Dabei leitete mich die Idee einer anthropologischen Kulturgeschichte, die sich drei Aufgaben zum Ziele setzt: erstens die Entwicklung der sozialen Einrichtungen und geistigen Ideen und Werke von ihren ersten Anfängen bis zur höchsten Differenzierung zu verfolgen; zweitens die anthropologische Geschichte eines Volkes, seine Einwanderung, Niederlassung, soziale Gruppierung, die Rassenmischungen, das Aufsteigen und Aussterben der Familien, die Hervorbringung der Genies zu erforschen; und drittens zu zeigen, welches ursächliche und gesetzmäßige Verhältnis zwischen der physiologischen und ideologischen Geschichte eines Volkes besteht, von welchen anthropologisch bestimmbaren Gruppen und Individuen die entscheidenden Ideen und Taten ausgehen und welche organische Ursachen schließlich zur Blüte, zum Stillstand und zum Verfall einer Kultur führen.

Von diesem Gemälde einer allgemeinen Rassen- und Geistesgeschichte des Menschengeschlechts entwerfe ich hier eine Skizze von derjenigen Periode, die in der neueren Kulturgeschichte die größte Rolle gespielt hat. Italien ist auch das geeignetste Objekt für eine solche Untersuchung. Seine soziale und geistige Geschichte ist gründlich erforscht, und kein Volk Europas ist in seiner anthropologischen Struktur so genau bekannt wie das italienische. Nirgends finden wir auch so zahlreiche und vortreffliche ikonographische Hülfsmittel, Bildnisse, Büsten, Statuen, Medaillen, und nirgends eine so umfangreiche und ausgezeichnete genealogische und biographische Literatur.

Trotzdem fehlten für eine solche Untersuchung fast alle Vorarbeiten.
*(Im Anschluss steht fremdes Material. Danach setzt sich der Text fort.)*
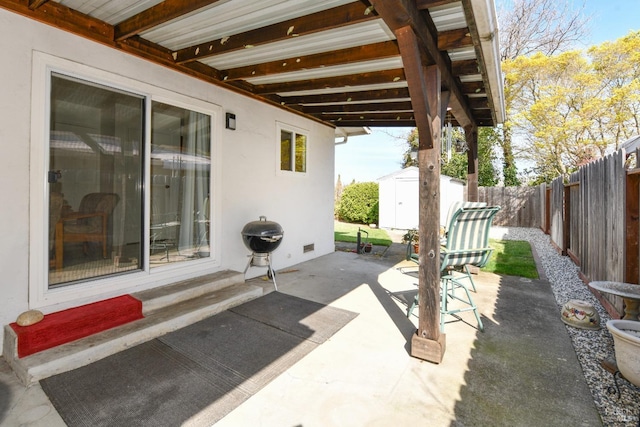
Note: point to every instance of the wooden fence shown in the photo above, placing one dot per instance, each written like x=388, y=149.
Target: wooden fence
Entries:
x=521, y=206
x=592, y=216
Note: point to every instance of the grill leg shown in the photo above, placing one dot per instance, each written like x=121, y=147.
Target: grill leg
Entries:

Mehrere Fachwissenschaften, die man sonst ängstlich voneinander fern hält, mußten in engste Fühlung gebracht werden: Historie, Anthropologie, Philologie und Porträtkunde mußten zusammenwirken, um die Geschichte der Menschen, der Einrichtungen und Ideen dem Blicke des Forschers zu enthüllen. Auf dem Gebiete der italienischen Namenkunde betrat ich ein von den Germanisten vollständig unbebautes und vernachlässigtes Feld der Sprachwissenschaft. Die schwierigste Aufgabe aber war, das vielfach verborgene oder zerstreute biographische und ikonographische Material aufzufinden und zugänglich zu machen, und man wird sich schwerlich eine Vorstellung davon machen, welche Mühe es nicht selten gekostet hat, festzustellen, ob jemand blaue oder braune Augen, ob er schwarze oder blonde Haare gehabt hat. Aber erst durch die Summierung zahlreicher Einzeltatsachen ward es möglich, in den dunkeln und verwickelten Beziehungen zwischen Rasse und Genius Klarheit zu schaffen.